Così il Presidente dell’Assemblea legislativa delle Marche Vittoriano Solazzi ha illustrato a Rai News la propria proposta di riforma di legge elettorale che sta trovando sempre maggiore interesse a livello nazionale. Solazzi è stato infatti ospite in diretta dell'approfondimento politico del canale all news della Rai dove ha spiegato i motivi che lo hanno portato ad avanzare una proposta che non vuole affatto, ha sottolineato, "eliminare dal contesto politico i partiti, al contrario, vorrei che ad essi fosse restituito un più adeguato ruolo di sintesi politica. Il suo scopo è essenzialmente quello di evitare che la selezione delle candidature in fase elettorale possa essere compiuta esclusivamente dagli stessi partiti, favorendo invece la partecipazione delle persone comuni".

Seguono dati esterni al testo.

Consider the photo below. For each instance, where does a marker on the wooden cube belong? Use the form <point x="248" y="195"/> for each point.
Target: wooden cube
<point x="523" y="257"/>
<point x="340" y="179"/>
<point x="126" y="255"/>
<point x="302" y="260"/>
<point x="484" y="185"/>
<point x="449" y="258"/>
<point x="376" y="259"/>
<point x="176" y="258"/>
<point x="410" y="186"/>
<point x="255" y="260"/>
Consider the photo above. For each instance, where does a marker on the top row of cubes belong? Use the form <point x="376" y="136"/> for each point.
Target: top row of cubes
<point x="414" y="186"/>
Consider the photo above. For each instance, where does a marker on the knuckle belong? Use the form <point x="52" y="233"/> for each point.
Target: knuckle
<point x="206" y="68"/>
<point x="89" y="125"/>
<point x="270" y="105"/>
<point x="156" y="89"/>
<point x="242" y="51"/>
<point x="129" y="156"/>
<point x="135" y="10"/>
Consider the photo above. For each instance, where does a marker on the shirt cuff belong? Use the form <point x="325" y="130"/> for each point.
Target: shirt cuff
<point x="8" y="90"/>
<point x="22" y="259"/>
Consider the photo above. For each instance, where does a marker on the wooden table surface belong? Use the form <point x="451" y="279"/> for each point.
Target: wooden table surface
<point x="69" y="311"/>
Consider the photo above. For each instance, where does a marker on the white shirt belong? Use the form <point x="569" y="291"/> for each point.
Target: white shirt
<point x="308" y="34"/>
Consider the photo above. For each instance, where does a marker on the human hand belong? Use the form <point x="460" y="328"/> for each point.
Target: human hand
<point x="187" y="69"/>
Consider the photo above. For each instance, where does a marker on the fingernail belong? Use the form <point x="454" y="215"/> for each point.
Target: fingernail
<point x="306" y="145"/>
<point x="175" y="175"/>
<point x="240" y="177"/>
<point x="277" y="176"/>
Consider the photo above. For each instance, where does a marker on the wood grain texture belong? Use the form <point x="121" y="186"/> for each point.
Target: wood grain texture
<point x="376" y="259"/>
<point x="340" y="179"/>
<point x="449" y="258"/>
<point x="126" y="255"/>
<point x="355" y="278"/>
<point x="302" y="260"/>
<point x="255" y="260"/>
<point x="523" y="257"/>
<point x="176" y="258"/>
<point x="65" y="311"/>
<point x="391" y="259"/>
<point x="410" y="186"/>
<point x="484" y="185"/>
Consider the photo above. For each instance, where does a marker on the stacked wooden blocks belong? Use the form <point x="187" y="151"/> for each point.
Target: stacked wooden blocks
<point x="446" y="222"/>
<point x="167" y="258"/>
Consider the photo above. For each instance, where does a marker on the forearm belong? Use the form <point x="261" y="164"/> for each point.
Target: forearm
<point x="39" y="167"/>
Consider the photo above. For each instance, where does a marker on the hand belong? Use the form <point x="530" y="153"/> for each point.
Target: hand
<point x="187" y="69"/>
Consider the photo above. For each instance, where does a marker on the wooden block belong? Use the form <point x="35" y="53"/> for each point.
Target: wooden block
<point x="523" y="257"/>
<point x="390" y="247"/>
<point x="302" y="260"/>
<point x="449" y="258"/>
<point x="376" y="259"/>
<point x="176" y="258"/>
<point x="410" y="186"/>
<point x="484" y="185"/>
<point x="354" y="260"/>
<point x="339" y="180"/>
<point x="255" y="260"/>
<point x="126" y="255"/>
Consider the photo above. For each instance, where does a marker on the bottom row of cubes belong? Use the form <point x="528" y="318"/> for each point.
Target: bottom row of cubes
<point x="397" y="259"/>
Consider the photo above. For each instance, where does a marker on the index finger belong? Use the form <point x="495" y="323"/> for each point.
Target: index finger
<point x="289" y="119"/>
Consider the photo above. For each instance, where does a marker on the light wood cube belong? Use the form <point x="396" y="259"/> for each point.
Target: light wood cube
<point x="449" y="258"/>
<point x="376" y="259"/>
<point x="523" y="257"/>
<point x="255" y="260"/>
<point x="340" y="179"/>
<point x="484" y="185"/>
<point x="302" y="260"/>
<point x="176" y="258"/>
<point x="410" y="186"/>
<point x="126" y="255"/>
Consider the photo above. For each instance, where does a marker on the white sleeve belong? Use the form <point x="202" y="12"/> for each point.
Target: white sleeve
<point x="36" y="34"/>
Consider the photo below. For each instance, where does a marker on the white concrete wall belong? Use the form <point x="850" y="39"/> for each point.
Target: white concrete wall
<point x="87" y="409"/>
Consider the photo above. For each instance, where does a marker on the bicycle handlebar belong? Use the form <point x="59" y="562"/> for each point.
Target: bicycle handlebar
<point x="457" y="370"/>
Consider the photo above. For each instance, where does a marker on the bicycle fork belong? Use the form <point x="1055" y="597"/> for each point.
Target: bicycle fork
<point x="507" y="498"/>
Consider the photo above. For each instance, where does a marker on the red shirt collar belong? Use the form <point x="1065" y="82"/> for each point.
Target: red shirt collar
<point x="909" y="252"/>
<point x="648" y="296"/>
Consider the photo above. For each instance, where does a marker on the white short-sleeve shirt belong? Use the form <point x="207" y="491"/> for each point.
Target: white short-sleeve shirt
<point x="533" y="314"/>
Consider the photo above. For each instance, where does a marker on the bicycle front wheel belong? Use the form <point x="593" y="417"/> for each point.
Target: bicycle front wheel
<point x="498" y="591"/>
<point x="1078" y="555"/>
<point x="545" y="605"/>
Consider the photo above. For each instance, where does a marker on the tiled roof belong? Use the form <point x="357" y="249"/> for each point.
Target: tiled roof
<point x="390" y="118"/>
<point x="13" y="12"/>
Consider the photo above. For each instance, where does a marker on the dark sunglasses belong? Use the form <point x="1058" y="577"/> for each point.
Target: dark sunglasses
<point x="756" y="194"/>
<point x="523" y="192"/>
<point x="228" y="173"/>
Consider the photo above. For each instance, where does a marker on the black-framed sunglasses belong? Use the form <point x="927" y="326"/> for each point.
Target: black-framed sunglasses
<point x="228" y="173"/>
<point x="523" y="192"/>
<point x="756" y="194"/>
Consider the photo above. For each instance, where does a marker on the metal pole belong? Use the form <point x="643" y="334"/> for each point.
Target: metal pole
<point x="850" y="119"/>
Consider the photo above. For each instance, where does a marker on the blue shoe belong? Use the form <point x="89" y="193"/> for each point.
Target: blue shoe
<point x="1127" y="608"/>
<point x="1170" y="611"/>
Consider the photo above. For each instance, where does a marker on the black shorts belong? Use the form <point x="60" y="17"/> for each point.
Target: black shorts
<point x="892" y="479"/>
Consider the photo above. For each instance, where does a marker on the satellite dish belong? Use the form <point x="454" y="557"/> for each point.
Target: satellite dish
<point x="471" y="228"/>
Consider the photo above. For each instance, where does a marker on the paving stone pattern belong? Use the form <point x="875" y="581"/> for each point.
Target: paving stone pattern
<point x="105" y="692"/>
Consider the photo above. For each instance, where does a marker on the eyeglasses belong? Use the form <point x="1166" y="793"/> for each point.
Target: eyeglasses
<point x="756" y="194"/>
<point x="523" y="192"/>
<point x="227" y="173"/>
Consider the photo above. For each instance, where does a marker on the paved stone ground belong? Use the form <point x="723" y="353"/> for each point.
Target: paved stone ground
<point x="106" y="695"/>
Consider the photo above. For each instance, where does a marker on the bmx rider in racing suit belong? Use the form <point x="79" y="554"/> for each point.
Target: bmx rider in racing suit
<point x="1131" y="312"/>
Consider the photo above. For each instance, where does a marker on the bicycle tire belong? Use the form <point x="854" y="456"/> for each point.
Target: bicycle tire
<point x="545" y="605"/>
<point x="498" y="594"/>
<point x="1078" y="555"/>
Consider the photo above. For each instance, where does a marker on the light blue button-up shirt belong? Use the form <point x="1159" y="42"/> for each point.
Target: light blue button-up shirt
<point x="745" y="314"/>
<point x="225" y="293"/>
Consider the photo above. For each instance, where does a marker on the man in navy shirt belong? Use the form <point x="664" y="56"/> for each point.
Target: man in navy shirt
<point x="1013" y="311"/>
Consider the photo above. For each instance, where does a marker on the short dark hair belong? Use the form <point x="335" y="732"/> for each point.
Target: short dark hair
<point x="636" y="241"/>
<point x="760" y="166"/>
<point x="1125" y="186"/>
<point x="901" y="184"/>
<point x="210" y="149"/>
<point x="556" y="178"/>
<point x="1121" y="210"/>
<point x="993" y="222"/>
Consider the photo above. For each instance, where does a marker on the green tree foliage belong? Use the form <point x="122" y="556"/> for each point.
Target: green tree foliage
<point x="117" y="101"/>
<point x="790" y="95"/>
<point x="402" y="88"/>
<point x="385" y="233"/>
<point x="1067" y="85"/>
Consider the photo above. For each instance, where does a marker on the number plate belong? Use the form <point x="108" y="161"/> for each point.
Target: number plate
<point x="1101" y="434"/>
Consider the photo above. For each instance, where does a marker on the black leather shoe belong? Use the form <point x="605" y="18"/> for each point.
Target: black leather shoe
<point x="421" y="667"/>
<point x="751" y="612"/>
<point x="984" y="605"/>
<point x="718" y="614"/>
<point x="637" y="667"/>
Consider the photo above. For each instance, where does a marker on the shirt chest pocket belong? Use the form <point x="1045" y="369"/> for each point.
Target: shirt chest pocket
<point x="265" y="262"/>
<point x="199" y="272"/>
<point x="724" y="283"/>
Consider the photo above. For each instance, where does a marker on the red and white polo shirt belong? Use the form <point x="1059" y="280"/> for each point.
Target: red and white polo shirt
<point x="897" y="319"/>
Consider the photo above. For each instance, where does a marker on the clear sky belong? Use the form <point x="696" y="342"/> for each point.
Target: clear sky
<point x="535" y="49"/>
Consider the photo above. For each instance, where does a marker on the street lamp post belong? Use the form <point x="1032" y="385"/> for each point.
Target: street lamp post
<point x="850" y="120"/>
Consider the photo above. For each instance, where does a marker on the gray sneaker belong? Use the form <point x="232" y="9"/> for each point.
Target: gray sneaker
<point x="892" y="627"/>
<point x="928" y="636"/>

L'interesse verso l'iniziativa di Solazzi sta crescendo di giorno in giorno: dopo la presenza a Sky tg 24 (dove è stato ospite insieme, tra gli altri, al giornalista Luca Telese) e quella su Class Msnbc - in questo caso con Massimo Fini - anche il quotidiano Avvenire nelle pagine riservate alla politica ha dedicato in settimana un focus all'innovativa proposta che arriva dalle Marche. Ora, l'ampio spazio di Rai News che ha individuato proprio nell'autorevole pdl di Solazzi un significativo tassello per alimentare il più generale dibattito sulla riforma elettorale che in questi giorni si sta sviluppando su scala nazionale. Solazzi ha messo in evidenza, durante il suo intervento, anche le quattro condizioni obbligatorie per potersi candidare, sulla base della proposta presentata nei giorni scorsi: l'appoggio di 100 firme autenticate per i consiglieri regionali (mille per i candidati presidenti), certificato penale immacolato, curriculum e residenza nel territorio.
Al termine dell'intervento, Solazzi ha poi ricordato il successo che la sua proposta sta raccogliendo, "in particolar modo tra i singoli cittadini e nel mondo dell'associazionismo, di chi insomma fa abitualmente politica, con passione, ma al di fuori delle tradizionali appartenenze di partito".